In 1983, Schubeck departed from KNBC and joined KNXT (now KCBS-TV) in September of that year. He remained at KCBS-TV until 1988. During his time in Los Angeles, he earned a law degree from Loyola Law School. He was represented by famous Los Angeles Agent, Ed Hookstratten, in his broadcasting career. In his last broadcasting jobs, he hosted a radio show on KIEV in 1993 and a brief anchoring stint at KMIR-TV in Palm Springs from 1993 to 1995.

One time he was asked about the validity of a story by Peter Bart, towards the end of one of the 11 p.m. newscasts Schubeck anchored one night, he had read only ten minutes earlier, that was displayed again on the teleprompter. Faced with either repeating the story or doing an ad lib, Schubeck instead just sat motionless and silent, waiting for the correct story to come up, and remained that way until the newscast ended.

==Other media work==
Schubeck was featured in an episode of the short-lived 1973 TV series version of Adam's Rib, and appeared as a newscaster in the 1981 movie Buddy Buddy.

==Personal life and death==
During his college years at the University of Michigan, he was the No. 1 player on the golf team and did broadcasts on WUOM as well as the half-time broadcasts of the Wolverines football games. Awarded an Evans Golf Scholarship, he became the top ranked amateur golfer in the United States, eventually participating in many pro am and celebrity golf tournaments. A tournament was named after him in Indian Wells, California, the John Schubeck Golf Classic.

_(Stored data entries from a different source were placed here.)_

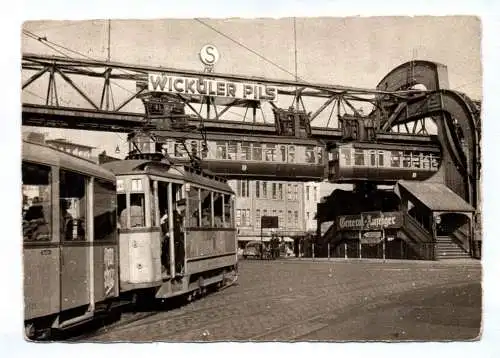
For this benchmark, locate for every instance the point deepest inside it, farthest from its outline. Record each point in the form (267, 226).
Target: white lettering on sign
(109, 270)
(209, 55)
(215, 88)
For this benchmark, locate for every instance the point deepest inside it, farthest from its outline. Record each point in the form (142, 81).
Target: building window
(257, 151)
(245, 151)
(291, 154)
(270, 153)
(310, 157)
(283, 153)
(221, 150)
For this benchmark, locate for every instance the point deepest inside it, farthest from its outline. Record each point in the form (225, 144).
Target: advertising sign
(370, 221)
(216, 88)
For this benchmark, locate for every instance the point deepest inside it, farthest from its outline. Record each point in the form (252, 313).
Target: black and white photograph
(262, 179)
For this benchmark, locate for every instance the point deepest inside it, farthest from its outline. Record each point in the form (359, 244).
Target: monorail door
(74, 214)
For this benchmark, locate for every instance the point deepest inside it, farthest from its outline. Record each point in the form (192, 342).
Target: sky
(351, 51)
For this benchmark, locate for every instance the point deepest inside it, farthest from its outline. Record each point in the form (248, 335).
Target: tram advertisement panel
(216, 88)
(370, 221)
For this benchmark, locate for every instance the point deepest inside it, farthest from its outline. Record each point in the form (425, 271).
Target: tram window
(193, 217)
(291, 154)
(206, 208)
(37, 213)
(346, 154)
(395, 159)
(310, 158)
(406, 160)
(283, 153)
(415, 160)
(245, 151)
(228, 211)
(257, 151)
(232, 149)
(104, 210)
(221, 150)
(359, 157)
(270, 153)
(122, 204)
(73, 205)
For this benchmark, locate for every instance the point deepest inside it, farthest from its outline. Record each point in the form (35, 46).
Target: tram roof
(164, 169)
(45, 154)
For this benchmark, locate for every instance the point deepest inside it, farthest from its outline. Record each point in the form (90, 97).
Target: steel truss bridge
(114, 97)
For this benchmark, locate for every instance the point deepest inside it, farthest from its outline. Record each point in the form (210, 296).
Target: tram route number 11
(109, 270)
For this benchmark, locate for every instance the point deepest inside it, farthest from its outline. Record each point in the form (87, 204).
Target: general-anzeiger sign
(216, 88)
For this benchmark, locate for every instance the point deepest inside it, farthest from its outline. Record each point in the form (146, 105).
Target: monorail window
(283, 153)
(37, 203)
(280, 191)
(257, 151)
(104, 210)
(359, 157)
(73, 205)
(231, 151)
(346, 155)
(206, 208)
(246, 153)
(406, 160)
(270, 153)
(221, 150)
(373, 158)
(291, 154)
(193, 215)
(310, 157)
(395, 159)
(194, 148)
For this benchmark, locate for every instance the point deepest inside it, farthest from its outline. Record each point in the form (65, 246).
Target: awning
(435, 196)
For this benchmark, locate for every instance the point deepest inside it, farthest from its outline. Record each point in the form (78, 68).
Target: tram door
(75, 255)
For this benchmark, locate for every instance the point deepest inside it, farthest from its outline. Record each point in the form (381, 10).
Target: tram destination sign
(370, 221)
(214, 88)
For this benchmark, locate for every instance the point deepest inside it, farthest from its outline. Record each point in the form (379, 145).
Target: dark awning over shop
(435, 196)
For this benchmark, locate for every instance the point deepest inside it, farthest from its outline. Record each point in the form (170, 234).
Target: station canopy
(435, 196)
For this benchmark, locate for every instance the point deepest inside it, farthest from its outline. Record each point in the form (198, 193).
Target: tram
(95, 237)
(176, 228)
(382, 163)
(70, 247)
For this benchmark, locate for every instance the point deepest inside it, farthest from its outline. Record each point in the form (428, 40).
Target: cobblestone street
(337, 300)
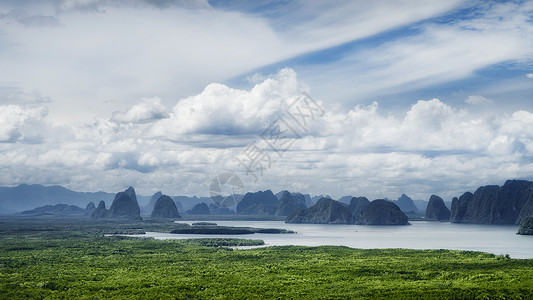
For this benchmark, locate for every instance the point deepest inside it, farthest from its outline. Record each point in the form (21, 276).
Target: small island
(526, 227)
(208, 228)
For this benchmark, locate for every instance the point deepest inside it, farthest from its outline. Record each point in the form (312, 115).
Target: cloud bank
(431, 147)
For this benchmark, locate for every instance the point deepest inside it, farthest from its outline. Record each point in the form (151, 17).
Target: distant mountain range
(507, 204)
(26, 197)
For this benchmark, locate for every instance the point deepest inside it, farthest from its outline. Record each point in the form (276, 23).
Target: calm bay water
(497, 239)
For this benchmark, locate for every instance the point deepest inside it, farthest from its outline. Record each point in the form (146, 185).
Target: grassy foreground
(68, 261)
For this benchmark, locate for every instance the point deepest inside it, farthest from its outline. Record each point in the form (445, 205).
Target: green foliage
(66, 259)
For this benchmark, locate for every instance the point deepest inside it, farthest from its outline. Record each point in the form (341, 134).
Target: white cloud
(430, 148)
(131, 49)
(223, 110)
(478, 100)
(13, 119)
(149, 109)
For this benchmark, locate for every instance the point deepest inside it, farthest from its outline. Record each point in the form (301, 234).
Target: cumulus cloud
(14, 119)
(478, 100)
(220, 109)
(148, 110)
(431, 147)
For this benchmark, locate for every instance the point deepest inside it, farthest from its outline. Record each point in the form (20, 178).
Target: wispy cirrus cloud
(429, 147)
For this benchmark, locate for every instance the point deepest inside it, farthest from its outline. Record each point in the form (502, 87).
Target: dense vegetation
(72, 259)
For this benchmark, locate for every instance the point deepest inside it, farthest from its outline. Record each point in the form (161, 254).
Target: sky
(361, 98)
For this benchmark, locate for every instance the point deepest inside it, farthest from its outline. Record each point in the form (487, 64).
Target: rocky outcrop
(492, 204)
(259, 210)
(258, 203)
(325, 211)
(288, 203)
(217, 209)
(526, 227)
(150, 206)
(382, 212)
(125, 206)
(406, 204)
(58, 209)
(357, 205)
(89, 209)
(165, 207)
(200, 209)
(437, 210)
(100, 212)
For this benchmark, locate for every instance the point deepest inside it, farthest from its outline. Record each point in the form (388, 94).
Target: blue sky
(419, 97)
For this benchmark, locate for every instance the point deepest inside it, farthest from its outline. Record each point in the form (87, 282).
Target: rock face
(406, 204)
(200, 209)
(125, 206)
(150, 206)
(357, 205)
(492, 204)
(526, 227)
(165, 207)
(89, 209)
(437, 210)
(100, 212)
(259, 203)
(382, 212)
(325, 211)
(58, 209)
(217, 209)
(288, 203)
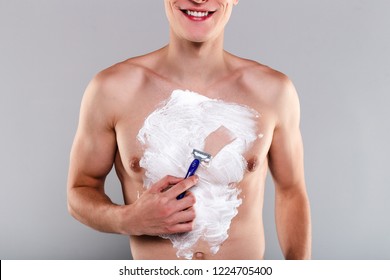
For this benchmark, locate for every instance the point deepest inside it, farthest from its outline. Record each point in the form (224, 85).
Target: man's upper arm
(94, 145)
(286, 152)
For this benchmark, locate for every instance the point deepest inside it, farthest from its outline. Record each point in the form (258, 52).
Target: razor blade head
(203, 157)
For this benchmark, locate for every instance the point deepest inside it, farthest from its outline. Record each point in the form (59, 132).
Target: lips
(197, 15)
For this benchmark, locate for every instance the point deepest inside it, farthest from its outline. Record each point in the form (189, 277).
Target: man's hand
(157, 211)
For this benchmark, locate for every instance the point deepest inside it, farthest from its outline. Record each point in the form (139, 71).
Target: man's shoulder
(130, 71)
(267, 85)
(257, 74)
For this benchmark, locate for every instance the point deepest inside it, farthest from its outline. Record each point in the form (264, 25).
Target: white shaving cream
(168, 137)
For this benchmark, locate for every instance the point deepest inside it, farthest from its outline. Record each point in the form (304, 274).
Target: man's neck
(196, 63)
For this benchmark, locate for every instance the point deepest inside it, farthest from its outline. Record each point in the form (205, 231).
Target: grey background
(336, 52)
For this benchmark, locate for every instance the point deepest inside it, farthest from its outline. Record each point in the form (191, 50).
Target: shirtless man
(120, 98)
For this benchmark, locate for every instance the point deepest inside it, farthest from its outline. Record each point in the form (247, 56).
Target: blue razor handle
(191, 171)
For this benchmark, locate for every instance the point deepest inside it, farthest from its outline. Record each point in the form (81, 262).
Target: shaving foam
(168, 137)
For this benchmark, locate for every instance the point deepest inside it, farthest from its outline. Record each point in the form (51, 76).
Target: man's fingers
(164, 183)
(182, 186)
(187, 202)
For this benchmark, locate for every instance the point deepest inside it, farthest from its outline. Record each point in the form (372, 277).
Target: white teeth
(197, 14)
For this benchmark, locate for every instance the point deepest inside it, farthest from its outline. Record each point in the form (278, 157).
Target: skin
(118, 100)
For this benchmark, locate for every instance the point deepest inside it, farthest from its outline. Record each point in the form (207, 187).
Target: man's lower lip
(195, 18)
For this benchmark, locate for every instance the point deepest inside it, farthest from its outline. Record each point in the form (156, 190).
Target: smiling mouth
(197, 14)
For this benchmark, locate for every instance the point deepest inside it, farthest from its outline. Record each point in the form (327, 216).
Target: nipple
(199, 256)
(134, 165)
(252, 164)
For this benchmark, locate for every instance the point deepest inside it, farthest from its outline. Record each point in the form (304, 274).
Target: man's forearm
(293, 224)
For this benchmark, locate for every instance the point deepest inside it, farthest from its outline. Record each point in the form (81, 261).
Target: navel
(134, 165)
(252, 164)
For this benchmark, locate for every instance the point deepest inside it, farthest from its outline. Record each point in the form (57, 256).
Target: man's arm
(93, 152)
(286, 165)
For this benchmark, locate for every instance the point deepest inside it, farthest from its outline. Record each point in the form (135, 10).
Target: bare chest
(160, 133)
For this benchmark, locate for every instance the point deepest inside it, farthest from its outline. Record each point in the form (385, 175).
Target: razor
(200, 157)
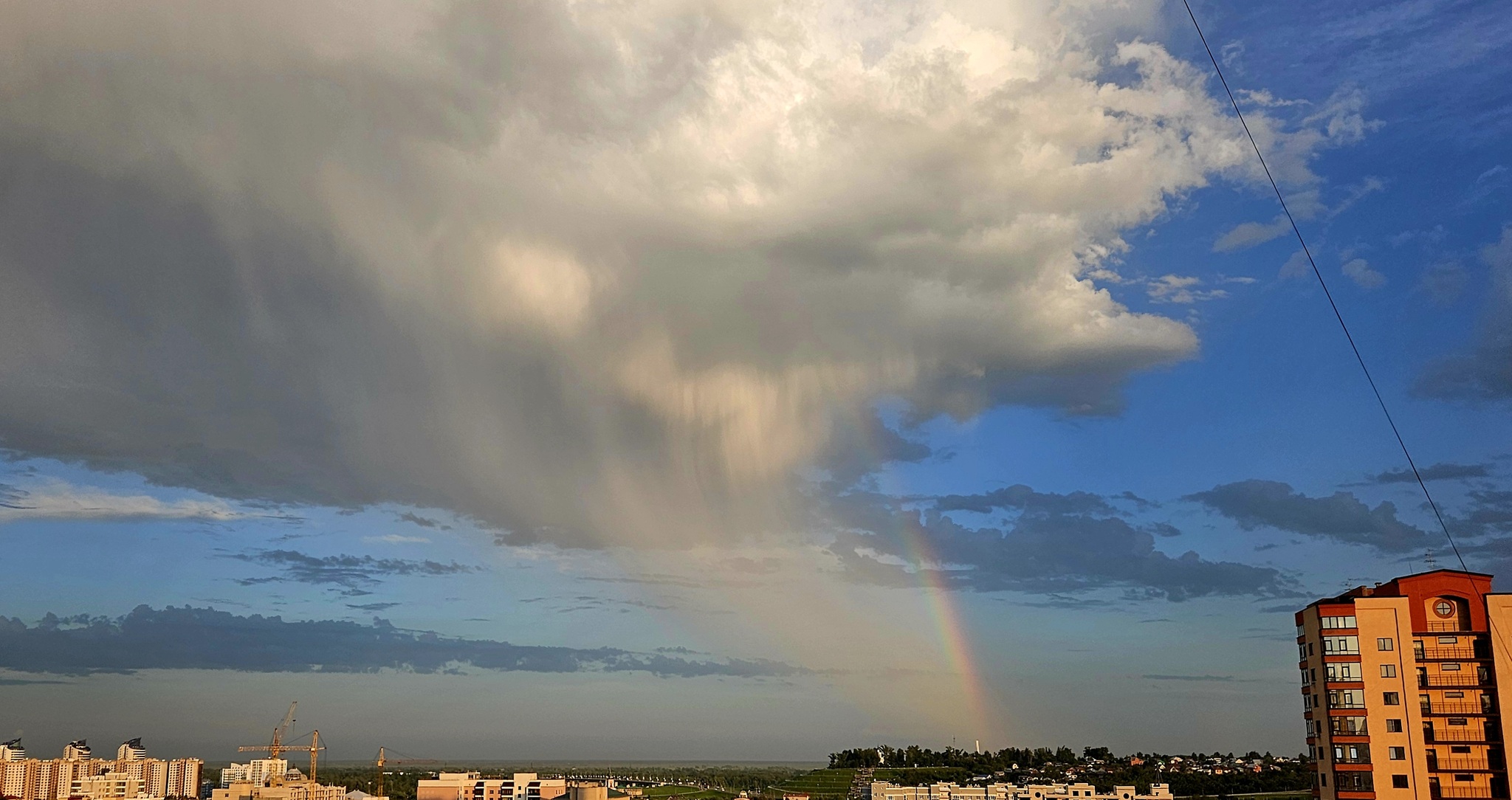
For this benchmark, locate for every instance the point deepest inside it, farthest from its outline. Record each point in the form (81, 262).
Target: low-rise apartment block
(78, 775)
(475, 787)
(1009, 791)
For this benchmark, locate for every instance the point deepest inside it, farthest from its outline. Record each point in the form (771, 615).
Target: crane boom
(383, 759)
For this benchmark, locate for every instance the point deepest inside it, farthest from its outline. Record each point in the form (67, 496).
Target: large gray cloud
(205, 638)
(499, 258)
(353, 572)
(1059, 543)
(1482, 374)
(1340, 516)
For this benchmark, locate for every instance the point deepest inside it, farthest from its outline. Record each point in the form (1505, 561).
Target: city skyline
(732, 382)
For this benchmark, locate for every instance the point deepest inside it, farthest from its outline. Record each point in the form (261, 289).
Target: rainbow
(944, 611)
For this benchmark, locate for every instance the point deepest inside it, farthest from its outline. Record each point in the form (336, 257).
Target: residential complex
(475, 787)
(132, 775)
(1007, 791)
(1401, 689)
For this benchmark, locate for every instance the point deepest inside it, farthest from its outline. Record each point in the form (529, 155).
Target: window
(1343, 670)
(1347, 726)
(1346, 699)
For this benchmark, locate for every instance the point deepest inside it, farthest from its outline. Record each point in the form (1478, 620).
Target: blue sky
(772, 382)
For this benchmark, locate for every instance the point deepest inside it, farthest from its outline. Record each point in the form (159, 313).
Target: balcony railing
(1458, 764)
(1468, 734)
(1447, 654)
(1463, 791)
(1468, 680)
(1457, 708)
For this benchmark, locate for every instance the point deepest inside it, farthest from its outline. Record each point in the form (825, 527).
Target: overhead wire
(1493, 628)
(1327, 294)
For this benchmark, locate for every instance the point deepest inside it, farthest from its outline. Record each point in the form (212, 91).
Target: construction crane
(383, 759)
(280, 734)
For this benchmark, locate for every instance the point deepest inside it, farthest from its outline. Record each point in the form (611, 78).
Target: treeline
(975, 762)
(920, 765)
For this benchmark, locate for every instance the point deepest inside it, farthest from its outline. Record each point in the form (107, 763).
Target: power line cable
(1330, 295)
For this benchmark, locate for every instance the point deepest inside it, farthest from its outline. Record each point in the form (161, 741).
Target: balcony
(1449, 654)
(1463, 764)
(1464, 735)
(1457, 708)
(1451, 681)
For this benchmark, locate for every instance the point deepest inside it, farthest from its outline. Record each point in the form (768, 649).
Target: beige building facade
(1399, 689)
(137, 775)
(1007, 791)
(475, 787)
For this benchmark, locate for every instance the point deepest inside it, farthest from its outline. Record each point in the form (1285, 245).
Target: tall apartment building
(1401, 689)
(82, 776)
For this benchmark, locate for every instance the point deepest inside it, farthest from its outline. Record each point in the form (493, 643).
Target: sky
(732, 382)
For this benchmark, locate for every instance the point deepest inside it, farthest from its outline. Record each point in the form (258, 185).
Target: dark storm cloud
(345, 570)
(469, 256)
(372, 607)
(1053, 551)
(1340, 517)
(1482, 373)
(203, 638)
(11, 497)
(1028, 501)
(1437, 472)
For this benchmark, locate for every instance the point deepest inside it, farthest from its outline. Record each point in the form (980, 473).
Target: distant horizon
(717, 380)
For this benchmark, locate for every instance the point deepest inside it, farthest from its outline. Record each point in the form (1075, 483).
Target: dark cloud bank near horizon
(205, 638)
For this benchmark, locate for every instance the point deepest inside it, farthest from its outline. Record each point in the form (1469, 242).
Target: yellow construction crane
(383, 759)
(278, 734)
(278, 743)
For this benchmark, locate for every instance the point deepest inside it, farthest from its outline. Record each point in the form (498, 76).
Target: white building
(258, 772)
(1007, 791)
(475, 787)
(131, 751)
(13, 751)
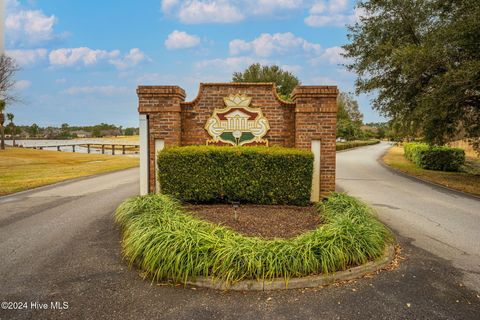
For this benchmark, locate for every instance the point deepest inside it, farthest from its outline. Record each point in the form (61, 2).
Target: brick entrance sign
(239, 114)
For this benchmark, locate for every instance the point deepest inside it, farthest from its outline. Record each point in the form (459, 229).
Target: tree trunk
(2, 131)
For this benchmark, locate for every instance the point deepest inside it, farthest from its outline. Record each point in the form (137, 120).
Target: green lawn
(467, 181)
(22, 169)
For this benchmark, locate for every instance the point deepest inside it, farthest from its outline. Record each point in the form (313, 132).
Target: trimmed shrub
(261, 175)
(435, 157)
(166, 242)
(355, 144)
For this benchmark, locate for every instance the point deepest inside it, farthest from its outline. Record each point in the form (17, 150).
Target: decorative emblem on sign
(238, 124)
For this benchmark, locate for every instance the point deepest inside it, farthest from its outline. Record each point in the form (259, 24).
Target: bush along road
(60, 243)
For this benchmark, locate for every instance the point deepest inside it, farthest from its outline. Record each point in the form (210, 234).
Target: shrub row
(166, 242)
(355, 143)
(435, 157)
(261, 175)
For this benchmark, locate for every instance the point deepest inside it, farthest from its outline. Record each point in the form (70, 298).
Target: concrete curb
(298, 283)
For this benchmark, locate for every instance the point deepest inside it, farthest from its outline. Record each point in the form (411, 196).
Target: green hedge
(435, 157)
(354, 144)
(261, 175)
(166, 242)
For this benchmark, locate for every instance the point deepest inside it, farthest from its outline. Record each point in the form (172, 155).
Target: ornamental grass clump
(166, 242)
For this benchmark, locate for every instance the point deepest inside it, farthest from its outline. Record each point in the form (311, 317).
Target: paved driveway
(442, 222)
(60, 244)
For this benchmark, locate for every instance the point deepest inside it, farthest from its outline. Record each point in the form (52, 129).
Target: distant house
(82, 134)
(110, 133)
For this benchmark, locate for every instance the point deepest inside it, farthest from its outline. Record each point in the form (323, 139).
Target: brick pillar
(316, 119)
(161, 104)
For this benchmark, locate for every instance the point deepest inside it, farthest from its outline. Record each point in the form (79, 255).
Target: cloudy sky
(82, 60)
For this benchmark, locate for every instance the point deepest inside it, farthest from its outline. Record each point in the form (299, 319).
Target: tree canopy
(421, 58)
(284, 80)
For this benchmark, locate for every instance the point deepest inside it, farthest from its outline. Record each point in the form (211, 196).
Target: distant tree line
(65, 131)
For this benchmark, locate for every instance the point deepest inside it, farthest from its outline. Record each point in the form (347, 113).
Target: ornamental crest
(238, 124)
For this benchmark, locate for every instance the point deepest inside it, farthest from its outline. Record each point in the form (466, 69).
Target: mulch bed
(265, 221)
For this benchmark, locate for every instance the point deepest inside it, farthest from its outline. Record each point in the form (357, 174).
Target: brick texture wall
(311, 115)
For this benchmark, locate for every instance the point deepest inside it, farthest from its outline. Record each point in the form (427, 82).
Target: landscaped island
(182, 238)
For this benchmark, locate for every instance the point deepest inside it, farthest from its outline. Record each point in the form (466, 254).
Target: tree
(349, 117)
(33, 130)
(8, 68)
(2, 122)
(10, 117)
(422, 59)
(284, 80)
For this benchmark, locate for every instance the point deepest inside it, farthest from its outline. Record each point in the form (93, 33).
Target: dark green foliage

Schubeck was one of the earliest millionaire local television news anchors. He generated around $1 million a year during his stints. However, he battled alcoholism throughout his life. He died in Stember 1997 from kidney and liver failure at age 61. Friends say that the stress of covering news events, often involving calamity, contributed to his alcoholism, his career setbacks, and untimely death. He died in relative obscurity at Columbia West Hills Medical Center. His obituary appeared in The New York Times. The story provided a tribute to a fellow journalism colleague, close friend and co-anchor Tritia Toyota, who reportedly paid for his memorial services.